Most portable solar chargers look like toys compared to this, the first mainstream charger capable of powering a laptop. While we like solar gadget chargers such as the Solio Magnesium, the Solargorilla really is in a different league.
For starters, it has one of the biggest solar panels we've seen on a portable charger, helping it convert the UK's relatively weak solar energy into electricity. When we tested the Solargorilla in September, it charged an iPhone from flat to 10 per cent battery in 2 hours and fully charged a Nokia N-Series phone in a day.
While the Solargorilla can theoretically output enough energy to charge a laptop, we found it struggled in the UK. We were unable to make it power our VAIO directly. The only way we could get the Solargorilla to juice our VAIO was using its companion product, the £150 Powergorilla. The Powergorilla's essentially a big battery - you trickle-charge it using the Solargorilla, and it then recharges your gear.

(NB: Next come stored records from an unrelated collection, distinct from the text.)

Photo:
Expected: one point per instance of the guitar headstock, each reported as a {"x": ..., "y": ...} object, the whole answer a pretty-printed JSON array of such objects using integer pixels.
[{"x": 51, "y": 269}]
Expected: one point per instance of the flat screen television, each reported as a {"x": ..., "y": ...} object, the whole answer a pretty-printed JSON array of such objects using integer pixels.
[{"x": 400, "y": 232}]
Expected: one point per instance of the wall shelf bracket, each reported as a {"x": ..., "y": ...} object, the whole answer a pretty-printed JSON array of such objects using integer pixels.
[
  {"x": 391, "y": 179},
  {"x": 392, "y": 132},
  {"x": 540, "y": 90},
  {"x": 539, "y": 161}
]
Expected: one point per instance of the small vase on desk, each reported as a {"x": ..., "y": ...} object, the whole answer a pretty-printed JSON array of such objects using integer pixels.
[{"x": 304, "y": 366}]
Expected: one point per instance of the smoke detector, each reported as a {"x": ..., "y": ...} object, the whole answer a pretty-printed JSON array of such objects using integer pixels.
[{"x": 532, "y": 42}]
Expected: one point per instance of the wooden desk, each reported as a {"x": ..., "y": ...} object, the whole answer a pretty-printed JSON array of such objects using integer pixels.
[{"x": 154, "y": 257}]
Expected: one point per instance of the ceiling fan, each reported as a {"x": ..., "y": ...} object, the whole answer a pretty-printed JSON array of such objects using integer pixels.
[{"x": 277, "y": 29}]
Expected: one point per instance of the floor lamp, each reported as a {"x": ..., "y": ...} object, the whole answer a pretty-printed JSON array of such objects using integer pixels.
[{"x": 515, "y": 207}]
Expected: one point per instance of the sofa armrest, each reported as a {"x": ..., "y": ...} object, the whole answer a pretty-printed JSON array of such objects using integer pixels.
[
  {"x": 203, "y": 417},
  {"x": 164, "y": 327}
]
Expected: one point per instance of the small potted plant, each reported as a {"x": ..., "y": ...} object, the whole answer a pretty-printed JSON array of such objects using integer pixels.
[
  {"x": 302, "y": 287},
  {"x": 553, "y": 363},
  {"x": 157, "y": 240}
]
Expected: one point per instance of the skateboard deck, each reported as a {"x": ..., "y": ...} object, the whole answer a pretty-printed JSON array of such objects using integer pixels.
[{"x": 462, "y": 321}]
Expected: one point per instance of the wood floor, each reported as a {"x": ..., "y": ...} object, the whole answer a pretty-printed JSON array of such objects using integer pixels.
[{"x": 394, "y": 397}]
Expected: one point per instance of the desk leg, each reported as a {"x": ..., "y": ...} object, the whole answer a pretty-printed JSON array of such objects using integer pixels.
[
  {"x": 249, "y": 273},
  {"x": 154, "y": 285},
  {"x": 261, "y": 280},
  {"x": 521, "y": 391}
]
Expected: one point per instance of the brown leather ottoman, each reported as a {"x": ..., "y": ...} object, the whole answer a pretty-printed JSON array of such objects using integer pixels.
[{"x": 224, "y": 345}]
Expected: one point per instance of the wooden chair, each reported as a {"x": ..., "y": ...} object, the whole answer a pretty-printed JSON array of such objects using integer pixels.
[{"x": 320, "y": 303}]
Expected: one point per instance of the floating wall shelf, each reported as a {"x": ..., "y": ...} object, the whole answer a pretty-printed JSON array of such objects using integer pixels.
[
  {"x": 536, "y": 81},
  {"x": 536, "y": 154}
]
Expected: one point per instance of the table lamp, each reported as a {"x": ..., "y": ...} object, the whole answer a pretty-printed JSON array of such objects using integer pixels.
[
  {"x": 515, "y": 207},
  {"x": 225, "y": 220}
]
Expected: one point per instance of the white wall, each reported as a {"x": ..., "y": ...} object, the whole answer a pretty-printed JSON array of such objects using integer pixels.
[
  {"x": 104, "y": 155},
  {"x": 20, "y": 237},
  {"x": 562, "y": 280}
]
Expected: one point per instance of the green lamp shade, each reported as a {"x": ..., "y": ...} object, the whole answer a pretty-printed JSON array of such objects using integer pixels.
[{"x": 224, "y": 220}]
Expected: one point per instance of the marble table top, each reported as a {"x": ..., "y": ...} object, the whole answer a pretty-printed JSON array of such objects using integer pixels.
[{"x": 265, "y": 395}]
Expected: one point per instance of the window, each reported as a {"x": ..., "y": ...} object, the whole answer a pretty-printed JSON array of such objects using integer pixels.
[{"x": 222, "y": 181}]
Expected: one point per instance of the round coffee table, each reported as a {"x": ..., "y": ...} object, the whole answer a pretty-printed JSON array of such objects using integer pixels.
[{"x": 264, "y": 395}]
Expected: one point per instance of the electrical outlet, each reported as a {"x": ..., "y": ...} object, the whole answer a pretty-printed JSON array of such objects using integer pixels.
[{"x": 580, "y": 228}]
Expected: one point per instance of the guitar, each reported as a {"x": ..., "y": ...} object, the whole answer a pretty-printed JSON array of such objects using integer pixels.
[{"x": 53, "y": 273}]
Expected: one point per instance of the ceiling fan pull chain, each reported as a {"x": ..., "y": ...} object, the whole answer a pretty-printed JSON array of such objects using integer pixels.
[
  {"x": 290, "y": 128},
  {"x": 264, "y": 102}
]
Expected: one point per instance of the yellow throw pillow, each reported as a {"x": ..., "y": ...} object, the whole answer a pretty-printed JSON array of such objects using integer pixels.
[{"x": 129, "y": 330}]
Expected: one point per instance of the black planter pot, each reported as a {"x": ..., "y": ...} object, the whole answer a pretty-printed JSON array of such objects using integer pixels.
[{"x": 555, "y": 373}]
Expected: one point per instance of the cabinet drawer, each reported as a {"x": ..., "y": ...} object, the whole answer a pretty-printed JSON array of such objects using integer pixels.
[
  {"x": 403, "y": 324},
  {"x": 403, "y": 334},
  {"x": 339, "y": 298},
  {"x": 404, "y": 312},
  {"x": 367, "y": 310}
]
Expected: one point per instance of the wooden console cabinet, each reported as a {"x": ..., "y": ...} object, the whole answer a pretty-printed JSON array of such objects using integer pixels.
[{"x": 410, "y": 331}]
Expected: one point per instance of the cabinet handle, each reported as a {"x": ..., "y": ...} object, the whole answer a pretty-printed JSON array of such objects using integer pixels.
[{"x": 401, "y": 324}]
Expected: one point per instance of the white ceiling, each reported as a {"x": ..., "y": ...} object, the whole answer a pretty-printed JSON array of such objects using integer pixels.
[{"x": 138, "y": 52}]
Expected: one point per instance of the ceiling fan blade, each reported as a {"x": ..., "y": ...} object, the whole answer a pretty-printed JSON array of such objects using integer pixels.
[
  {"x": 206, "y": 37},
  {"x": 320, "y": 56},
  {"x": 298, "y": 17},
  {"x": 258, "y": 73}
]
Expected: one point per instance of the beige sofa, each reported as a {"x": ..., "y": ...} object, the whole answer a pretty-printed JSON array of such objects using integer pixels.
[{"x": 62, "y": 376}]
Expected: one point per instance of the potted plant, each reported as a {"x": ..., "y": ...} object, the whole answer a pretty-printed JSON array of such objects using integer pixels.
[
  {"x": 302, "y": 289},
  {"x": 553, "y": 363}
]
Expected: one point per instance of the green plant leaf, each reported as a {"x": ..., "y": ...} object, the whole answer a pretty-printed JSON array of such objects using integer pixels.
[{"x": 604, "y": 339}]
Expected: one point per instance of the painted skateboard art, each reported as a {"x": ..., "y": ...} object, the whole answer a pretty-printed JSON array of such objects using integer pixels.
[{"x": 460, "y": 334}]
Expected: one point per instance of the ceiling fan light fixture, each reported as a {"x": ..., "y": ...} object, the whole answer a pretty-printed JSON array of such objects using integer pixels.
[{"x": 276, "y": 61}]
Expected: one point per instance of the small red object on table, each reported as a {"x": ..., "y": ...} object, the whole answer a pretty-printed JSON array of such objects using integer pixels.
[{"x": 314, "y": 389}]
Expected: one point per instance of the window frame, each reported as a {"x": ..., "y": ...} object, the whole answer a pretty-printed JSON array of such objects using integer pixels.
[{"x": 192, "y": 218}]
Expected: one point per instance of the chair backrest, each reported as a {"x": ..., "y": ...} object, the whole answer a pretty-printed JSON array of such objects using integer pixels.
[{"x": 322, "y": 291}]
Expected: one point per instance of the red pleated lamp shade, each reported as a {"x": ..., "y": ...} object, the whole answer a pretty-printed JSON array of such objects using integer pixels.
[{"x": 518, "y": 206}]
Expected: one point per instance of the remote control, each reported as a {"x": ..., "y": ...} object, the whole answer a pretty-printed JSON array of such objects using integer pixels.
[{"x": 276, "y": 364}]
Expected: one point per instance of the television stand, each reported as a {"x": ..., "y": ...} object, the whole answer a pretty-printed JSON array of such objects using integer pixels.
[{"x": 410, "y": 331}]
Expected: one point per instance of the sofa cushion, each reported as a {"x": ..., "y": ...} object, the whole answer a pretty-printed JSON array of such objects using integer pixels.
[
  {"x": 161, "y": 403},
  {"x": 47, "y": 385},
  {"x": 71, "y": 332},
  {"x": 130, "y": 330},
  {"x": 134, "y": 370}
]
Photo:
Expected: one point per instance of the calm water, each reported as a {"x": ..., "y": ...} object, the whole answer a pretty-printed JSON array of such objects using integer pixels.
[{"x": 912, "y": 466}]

The Solargorilla is robust and easy to use, thanks to a clear screen that indicates when it's charging. It's also helped by a comprehensive box of over 20 adapters for most gadgets and laptops, including the iPhone, PSP, Toshiba laptops and much more. The only real disappointment is the lack of a MacBook adapter, which is sold separately.
Because it lacks a built-in battery, the Solargorilla can only charge in real-time, but its powerful panel means that should be enough for most gadget addicts. To really make the most out of this renewably-powered gizmo, however, team it up with the Powergorilla.